I’m having an issue with getting a heirarchical model to work with pm.Data containers. I’m using data containers because in the model documentation (https://docs.pymc.io/api/model.html#pymc3.model.set_data) if you want to predict on new data you need to use pm.set_data() to switch the shared variable in the model from the data used to train the model to some new data. I have seen examples of this for normal non-heirarchical models, but not heirarchical models.
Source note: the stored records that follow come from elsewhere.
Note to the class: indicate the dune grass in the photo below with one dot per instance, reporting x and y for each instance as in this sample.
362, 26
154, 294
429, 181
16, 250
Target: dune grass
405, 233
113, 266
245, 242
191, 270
The use of pm.set_data() works for pickled models too, so you can save a model using pickle, load it up and use the model to predict on new data.

The issue I am having is that line 22 of the following code logit_p_formula = constant[group_identifier_shared], throws a TypeError: index must be integers. This is because the variable type of group_identifier_shared has been cast to float, relating to this issue (https://github.com/pymc-devs/pymc3/pull/3611). To note, the model has worked fine if x_train_shared, y_train_shared and group_identifier_shared are set as shared variables like this x_train_shared = shared(x_train.values) but then you cant save the model, load it up and make predictions on new data.

## define the number of groups
num_groups = group_identifier.nunique()

with pm.Model() as model:
    ## turn x/y_train and group identifier into a data container, for model definition and predictions 
    x_train_shared = pm.Data('x', x_train.values)
    y_train_shared = pm.Data('y', y_train.values)
    group_identifier_shared = pm.Data('group_identifier', group_identifier.values)
    
    ## model hyperparameters
    constant_mu         = pm.Normal('constant_mu',              mu=0,   sigma=2.5 ) 
    constant_sigma      = pm.HalfCauchy('constant_sigma',               beta=2.5 )   
   
    coefficients_mu     = pm.Normal('coefficients_mu',          mu=0,   sigma=2.5,  shape=x_train.shape[1] )   
    coefficients_sigma  = pm.HalfCauchy('coefficients_sigma',           beta=5,    shape=x_train.shape[1] )  
    

    coefficients        = pm.Normal('coefficients',         mu=coefficients_mu, sigma=coefficients_sigma,   shape= (num_groups, x_train.shape[1]) )
    constant            = pm.Normal('constant',             mu=constant_mu,     sigma=constant_sigma,       shape = num_groups)     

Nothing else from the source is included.